The HSE said it had received over 600 calls for ambulances on Tuesday and 12 of these had been dealt with by Army personnel who had been deployed by the Government to provide support to the health service during the strike.

The HSE also assigned managers who were qualified as paramedics to work in frontline services.

Members of the trade union Siptu in the ambulance service were not involved in the dispute.

Informed sources said some ambulance personnel called in sick on Tuesday.

The PNA argued that the HSE refused to recognise it as a representative body for members in the National Ambulance Service.

The HSE maintained ambulance personnel were “well represented through agreed industrial relations processes”.

It said the National Ambulance Service recognised Siptu, Unite and Fórsa as representatives of staff. It said that in particular Siptu was the recognised trade union for frontline staff.

Meanwhile, in the Dáil, Opposition TDs voiced their anger after the Taoiseach insisted an employer is not obliged to recognise a particular trade union.

Mr Varadkar faced questions from Opposition TDs about the dispute.
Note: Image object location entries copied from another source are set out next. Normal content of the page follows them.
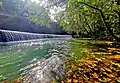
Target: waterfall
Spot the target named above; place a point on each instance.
(8, 36)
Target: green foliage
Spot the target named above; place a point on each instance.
(38, 14)
(1, 3)
(27, 8)
(85, 16)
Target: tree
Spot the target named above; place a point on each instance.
(92, 14)
(26, 9)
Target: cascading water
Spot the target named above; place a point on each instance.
(8, 36)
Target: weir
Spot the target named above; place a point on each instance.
(9, 36)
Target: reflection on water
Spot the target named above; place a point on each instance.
(24, 59)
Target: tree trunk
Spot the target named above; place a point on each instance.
(104, 21)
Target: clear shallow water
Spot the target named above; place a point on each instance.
(16, 60)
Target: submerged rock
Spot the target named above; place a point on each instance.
(47, 70)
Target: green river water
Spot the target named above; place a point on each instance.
(16, 60)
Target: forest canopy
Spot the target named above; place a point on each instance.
(83, 18)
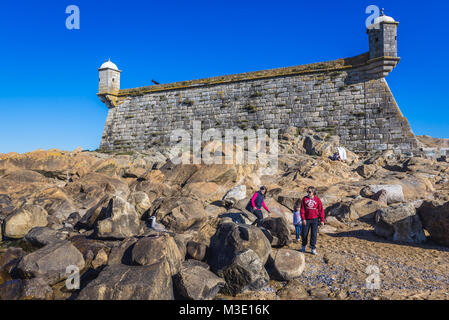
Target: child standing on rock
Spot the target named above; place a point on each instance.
(312, 215)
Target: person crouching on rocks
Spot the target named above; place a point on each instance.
(256, 203)
(312, 215)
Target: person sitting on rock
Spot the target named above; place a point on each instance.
(297, 222)
(336, 157)
(256, 203)
(312, 214)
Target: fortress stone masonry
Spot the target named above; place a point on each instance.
(346, 97)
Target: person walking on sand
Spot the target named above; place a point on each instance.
(256, 203)
(312, 215)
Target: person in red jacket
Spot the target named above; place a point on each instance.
(312, 215)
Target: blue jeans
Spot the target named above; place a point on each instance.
(298, 231)
(311, 225)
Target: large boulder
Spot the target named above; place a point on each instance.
(195, 282)
(400, 223)
(278, 229)
(151, 250)
(435, 219)
(86, 191)
(246, 272)
(179, 214)
(231, 238)
(10, 259)
(286, 264)
(236, 194)
(122, 252)
(41, 236)
(18, 224)
(122, 282)
(121, 220)
(364, 209)
(395, 193)
(196, 250)
(51, 262)
(94, 213)
(90, 247)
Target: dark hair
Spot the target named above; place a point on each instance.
(313, 190)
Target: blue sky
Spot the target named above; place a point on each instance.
(49, 76)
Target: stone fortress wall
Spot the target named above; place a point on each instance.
(345, 97)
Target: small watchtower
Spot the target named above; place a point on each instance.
(109, 83)
(383, 40)
(383, 45)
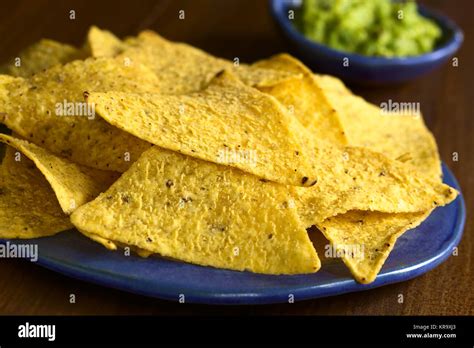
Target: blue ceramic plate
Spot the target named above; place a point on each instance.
(415, 253)
(365, 69)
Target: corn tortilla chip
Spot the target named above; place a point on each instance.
(365, 239)
(73, 185)
(360, 179)
(28, 205)
(228, 122)
(39, 56)
(49, 110)
(202, 213)
(102, 43)
(304, 99)
(399, 136)
(182, 68)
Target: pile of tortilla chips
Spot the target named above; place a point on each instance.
(163, 148)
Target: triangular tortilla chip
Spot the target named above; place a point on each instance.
(360, 179)
(399, 136)
(228, 122)
(28, 205)
(304, 99)
(48, 109)
(102, 43)
(39, 56)
(365, 239)
(73, 185)
(202, 213)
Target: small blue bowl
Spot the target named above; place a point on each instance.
(364, 69)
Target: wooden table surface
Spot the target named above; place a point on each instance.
(245, 29)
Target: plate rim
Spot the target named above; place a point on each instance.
(278, 295)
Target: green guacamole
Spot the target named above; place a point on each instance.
(368, 27)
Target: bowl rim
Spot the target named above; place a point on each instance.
(448, 48)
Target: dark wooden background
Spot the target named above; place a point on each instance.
(244, 28)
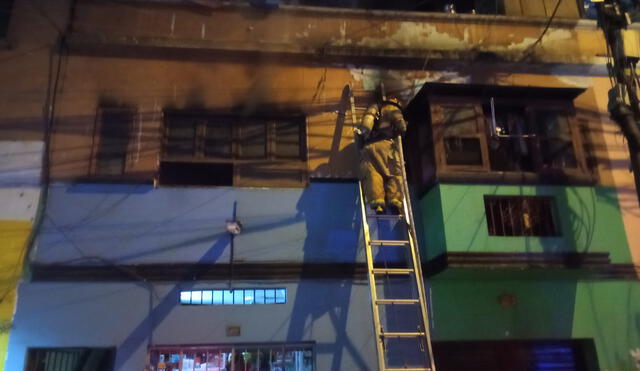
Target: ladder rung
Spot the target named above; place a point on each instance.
(402, 334)
(392, 271)
(389, 242)
(397, 301)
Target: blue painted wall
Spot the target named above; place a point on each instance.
(135, 224)
(336, 314)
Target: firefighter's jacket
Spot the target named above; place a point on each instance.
(382, 122)
(381, 168)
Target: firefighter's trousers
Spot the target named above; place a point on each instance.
(381, 174)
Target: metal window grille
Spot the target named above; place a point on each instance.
(520, 216)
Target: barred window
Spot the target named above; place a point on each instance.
(234, 297)
(520, 216)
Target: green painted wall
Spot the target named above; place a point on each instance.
(468, 308)
(589, 219)
(609, 312)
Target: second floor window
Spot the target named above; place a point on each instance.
(207, 149)
(506, 135)
(520, 216)
(112, 136)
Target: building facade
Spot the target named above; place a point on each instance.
(160, 124)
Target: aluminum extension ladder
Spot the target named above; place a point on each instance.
(401, 345)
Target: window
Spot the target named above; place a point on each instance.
(6, 8)
(207, 149)
(234, 297)
(70, 359)
(112, 132)
(233, 357)
(520, 216)
(566, 355)
(463, 136)
(507, 135)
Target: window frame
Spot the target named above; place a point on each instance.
(438, 102)
(553, 230)
(437, 118)
(98, 138)
(247, 171)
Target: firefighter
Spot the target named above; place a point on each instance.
(380, 169)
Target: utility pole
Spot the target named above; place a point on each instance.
(623, 106)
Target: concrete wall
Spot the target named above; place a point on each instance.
(334, 314)
(20, 165)
(129, 224)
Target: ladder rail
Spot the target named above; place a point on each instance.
(367, 243)
(416, 263)
(415, 253)
(372, 280)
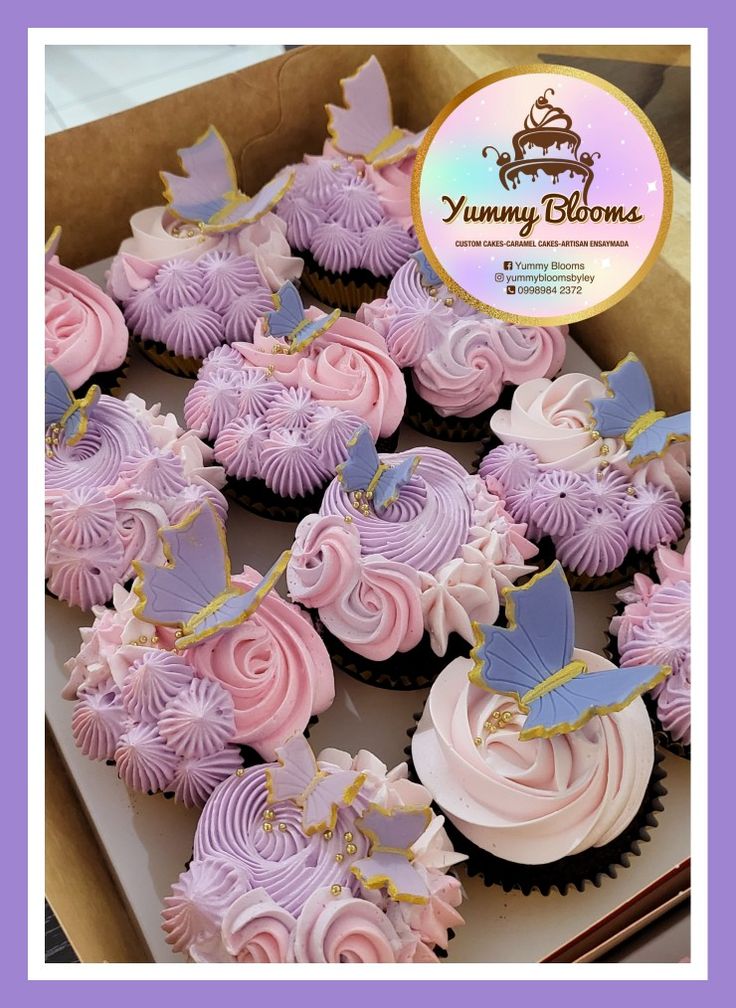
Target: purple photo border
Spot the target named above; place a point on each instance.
(625, 13)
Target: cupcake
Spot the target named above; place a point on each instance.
(404, 552)
(116, 472)
(86, 336)
(327, 860)
(279, 410)
(460, 363)
(177, 693)
(653, 626)
(597, 494)
(348, 214)
(540, 754)
(198, 273)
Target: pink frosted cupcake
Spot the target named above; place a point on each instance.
(178, 717)
(192, 279)
(348, 214)
(112, 480)
(86, 335)
(460, 363)
(356, 872)
(653, 625)
(280, 409)
(396, 588)
(591, 499)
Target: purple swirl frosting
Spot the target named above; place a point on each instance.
(335, 212)
(593, 518)
(195, 306)
(133, 472)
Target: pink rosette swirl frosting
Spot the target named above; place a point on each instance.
(348, 367)
(273, 665)
(157, 238)
(536, 800)
(255, 929)
(344, 929)
(85, 331)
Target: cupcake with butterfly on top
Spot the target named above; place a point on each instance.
(331, 859)
(405, 550)
(600, 477)
(540, 754)
(116, 472)
(198, 273)
(196, 671)
(279, 409)
(86, 336)
(348, 214)
(460, 363)
(652, 625)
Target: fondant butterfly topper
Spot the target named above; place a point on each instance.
(388, 865)
(64, 413)
(288, 321)
(193, 591)
(628, 411)
(319, 794)
(370, 481)
(209, 196)
(52, 243)
(532, 661)
(364, 128)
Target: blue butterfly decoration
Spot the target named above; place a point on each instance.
(532, 661)
(193, 590)
(628, 411)
(430, 277)
(369, 480)
(64, 413)
(288, 322)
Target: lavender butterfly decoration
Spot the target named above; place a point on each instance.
(288, 322)
(629, 413)
(532, 661)
(391, 834)
(209, 195)
(297, 778)
(369, 480)
(64, 413)
(365, 127)
(194, 591)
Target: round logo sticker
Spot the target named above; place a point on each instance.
(541, 194)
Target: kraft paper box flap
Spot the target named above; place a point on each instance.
(272, 113)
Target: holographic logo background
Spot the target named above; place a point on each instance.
(632, 171)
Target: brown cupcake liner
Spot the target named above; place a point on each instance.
(157, 353)
(575, 871)
(424, 418)
(346, 291)
(662, 737)
(256, 497)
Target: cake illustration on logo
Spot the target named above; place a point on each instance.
(540, 146)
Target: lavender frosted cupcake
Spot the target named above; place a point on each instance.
(397, 569)
(280, 409)
(460, 363)
(348, 214)
(587, 492)
(198, 273)
(327, 860)
(653, 625)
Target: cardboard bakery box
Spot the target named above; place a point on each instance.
(270, 114)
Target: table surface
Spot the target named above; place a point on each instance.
(148, 840)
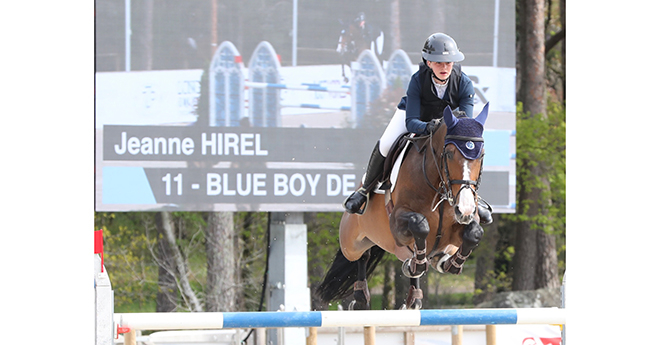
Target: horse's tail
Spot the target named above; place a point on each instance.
(338, 281)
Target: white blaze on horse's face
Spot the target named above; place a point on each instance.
(466, 205)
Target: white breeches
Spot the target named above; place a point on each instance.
(395, 128)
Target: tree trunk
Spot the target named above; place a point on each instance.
(395, 26)
(148, 34)
(164, 222)
(167, 298)
(535, 258)
(221, 273)
(486, 262)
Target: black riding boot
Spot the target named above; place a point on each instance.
(485, 211)
(353, 204)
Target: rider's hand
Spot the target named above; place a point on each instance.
(432, 125)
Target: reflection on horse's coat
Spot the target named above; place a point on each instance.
(439, 213)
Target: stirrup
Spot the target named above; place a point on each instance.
(362, 208)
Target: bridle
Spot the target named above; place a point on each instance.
(444, 190)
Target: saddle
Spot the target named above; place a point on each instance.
(393, 162)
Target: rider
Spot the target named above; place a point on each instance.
(438, 83)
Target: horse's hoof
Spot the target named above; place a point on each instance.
(407, 271)
(416, 305)
(355, 305)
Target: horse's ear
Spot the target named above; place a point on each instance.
(483, 115)
(450, 119)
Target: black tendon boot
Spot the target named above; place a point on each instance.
(485, 212)
(353, 204)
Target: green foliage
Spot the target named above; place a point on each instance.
(541, 158)
(322, 242)
(128, 259)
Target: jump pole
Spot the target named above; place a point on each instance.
(431, 317)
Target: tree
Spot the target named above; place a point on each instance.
(221, 274)
(535, 259)
(164, 224)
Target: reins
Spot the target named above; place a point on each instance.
(444, 192)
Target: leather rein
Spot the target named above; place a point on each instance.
(444, 191)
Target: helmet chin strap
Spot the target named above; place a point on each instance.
(440, 80)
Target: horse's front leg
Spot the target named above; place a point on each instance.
(361, 295)
(407, 227)
(471, 236)
(412, 227)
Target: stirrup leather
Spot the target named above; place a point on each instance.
(361, 210)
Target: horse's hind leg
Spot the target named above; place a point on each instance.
(471, 237)
(361, 294)
(415, 295)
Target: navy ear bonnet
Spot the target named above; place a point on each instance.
(466, 133)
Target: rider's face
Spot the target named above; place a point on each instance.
(442, 70)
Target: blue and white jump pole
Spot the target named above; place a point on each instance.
(431, 317)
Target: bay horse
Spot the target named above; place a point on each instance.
(433, 205)
(356, 37)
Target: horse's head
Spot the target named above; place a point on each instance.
(461, 162)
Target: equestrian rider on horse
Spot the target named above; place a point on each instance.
(438, 83)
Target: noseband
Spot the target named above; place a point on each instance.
(444, 191)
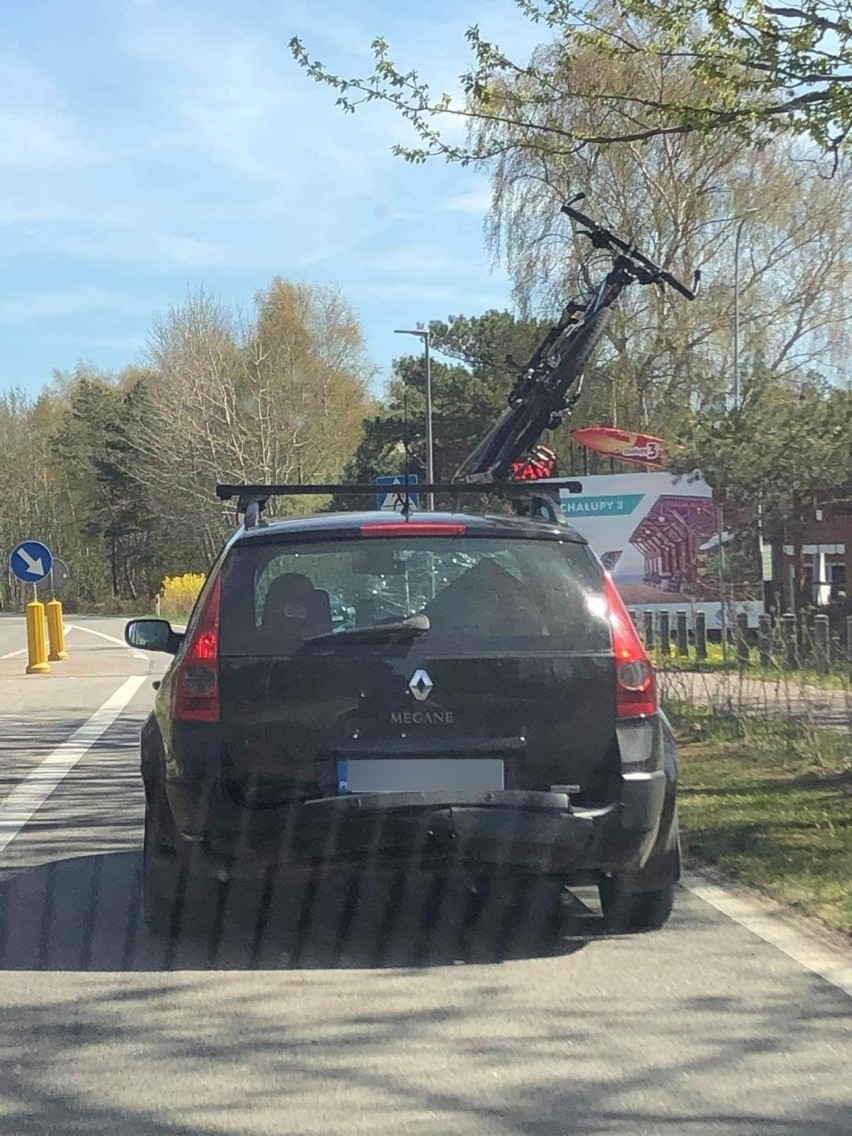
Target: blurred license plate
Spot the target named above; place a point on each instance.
(400, 775)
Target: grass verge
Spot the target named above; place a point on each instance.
(769, 803)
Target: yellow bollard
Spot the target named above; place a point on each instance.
(56, 631)
(36, 641)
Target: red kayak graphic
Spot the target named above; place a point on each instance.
(626, 445)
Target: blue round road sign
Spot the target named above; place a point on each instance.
(31, 561)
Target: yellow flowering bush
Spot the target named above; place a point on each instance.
(180, 594)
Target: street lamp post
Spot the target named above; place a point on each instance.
(736, 305)
(426, 336)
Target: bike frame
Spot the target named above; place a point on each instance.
(540, 397)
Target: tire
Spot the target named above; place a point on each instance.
(159, 880)
(634, 912)
(174, 901)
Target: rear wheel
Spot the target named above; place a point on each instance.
(635, 911)
(174, 901)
But he said, “any worker is free to join a trade union if they so wish. But it is not a requirement that any employer either public or private has to collect union dues on behalf of that union.

“Nor is it a requirement that they necessarily recognise that union.”

People Before Profit TD Bríd Smith said the Constitution allowed for the freedom of association and the right to join a trade union of choice.

Solidarity TD Ruth Coppinger said it was not about “what the boss wants” but about the rights of workers and she called on the Taoiseach to instruct the HSE to deal with the union.

Mr Varadkar stressed however that “the HSE recognises three unions already that represent paramedics and ambulance staff. They are all unions affiliated to Ictu. The Government engages with the union movement through Ictu.”

Sinn Féin health spokeswoman Louise O’Reilly said Mr Varadkar knew there was recognition of non-Ictu trade unions.

Sinn Féin TD Pat Buckley warned of more strikes if the HSE failed to recognise the union. “The knock-on effect of this will be absolutely atrocious.”